Marlon Wayans has framed the friction as the point. The studio’s CinemaCon presentation leaned into it. The creator clips, by contrast, route around it. Matthews’ reel is broad-comedy sports humor with no political surface area, which makes it sharable inside fan communities that would not repost the trailer.
That split is deliberate. Trailer for controversy and trade press, creator drops for organic reach, official handles for daily presence. Each piece of the marketing stack is tuned to its own audience and its own risk tolerance.
The Comparable: Jackass and the Summer of Resurrected 2000s Comedy
Scary Movie is not running this play alone. Paramount opens Jackass: Best and Last on June 26, a stunt-comedy revival aimed at the same nostalgia bracket and using a similar creator-led runup. The two titles bookend a three-week window in which the studio is testing whether 2000s comedy IP can still open theatrical at scale.

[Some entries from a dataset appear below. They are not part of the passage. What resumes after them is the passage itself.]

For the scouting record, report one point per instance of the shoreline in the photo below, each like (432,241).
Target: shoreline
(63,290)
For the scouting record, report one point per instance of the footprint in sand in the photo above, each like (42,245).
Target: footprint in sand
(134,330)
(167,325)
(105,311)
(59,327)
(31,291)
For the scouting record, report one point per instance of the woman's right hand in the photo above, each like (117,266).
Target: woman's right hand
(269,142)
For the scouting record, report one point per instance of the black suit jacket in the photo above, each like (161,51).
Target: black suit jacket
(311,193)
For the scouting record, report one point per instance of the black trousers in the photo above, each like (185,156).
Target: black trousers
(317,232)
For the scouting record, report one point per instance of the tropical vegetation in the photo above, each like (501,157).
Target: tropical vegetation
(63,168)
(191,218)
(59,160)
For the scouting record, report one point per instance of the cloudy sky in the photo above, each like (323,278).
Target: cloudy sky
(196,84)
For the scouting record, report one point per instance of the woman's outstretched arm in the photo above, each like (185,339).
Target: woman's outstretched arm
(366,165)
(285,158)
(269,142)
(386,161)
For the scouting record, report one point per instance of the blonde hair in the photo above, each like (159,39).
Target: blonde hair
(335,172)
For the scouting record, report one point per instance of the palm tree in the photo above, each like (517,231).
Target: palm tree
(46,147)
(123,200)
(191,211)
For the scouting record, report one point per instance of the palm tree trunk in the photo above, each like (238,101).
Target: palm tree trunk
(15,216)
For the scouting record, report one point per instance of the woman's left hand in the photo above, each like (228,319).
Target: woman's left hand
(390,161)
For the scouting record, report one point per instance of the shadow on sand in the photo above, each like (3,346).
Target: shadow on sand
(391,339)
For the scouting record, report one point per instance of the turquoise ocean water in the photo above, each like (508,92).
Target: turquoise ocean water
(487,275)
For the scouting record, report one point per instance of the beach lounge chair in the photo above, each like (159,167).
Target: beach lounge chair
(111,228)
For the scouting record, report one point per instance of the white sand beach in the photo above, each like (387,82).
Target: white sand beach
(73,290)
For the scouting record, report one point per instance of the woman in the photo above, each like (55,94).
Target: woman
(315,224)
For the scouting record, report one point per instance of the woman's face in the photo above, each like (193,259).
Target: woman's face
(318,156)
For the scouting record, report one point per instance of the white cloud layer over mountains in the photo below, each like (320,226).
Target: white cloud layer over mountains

Industry trackers covering the summer slate have flagged the pairing as the season’s most exposed bet. If Scary Movie clears $40 million on its opening weekend and Jackass clears $25 million on its own debut, the model gets a green light for the next round of dormant-comedy revivals. If either underperforms, the cost of resurrecting that catalogue gets a lot harder to justify on the next pitch deck.
The Lethal Shooter reel is a small data point inside that larger experiment. It is also one of the cleaner case studies of how a studio buys reach in 2026: through a creator who already owns the audience, in a format that already works on the audience’s platform, for a fee that is rounding error against a $50 million opening.
If the June 5 weekend lands inside the new tracking range, expect a wave of similar creator drops on the Jackass campaign and on every comedy title Paramount has in development for the back half. If it lands short, the basketball reel becomes a footnote in a marketing case study about why awareness did not convert. Either way, the answer arrives in eight days.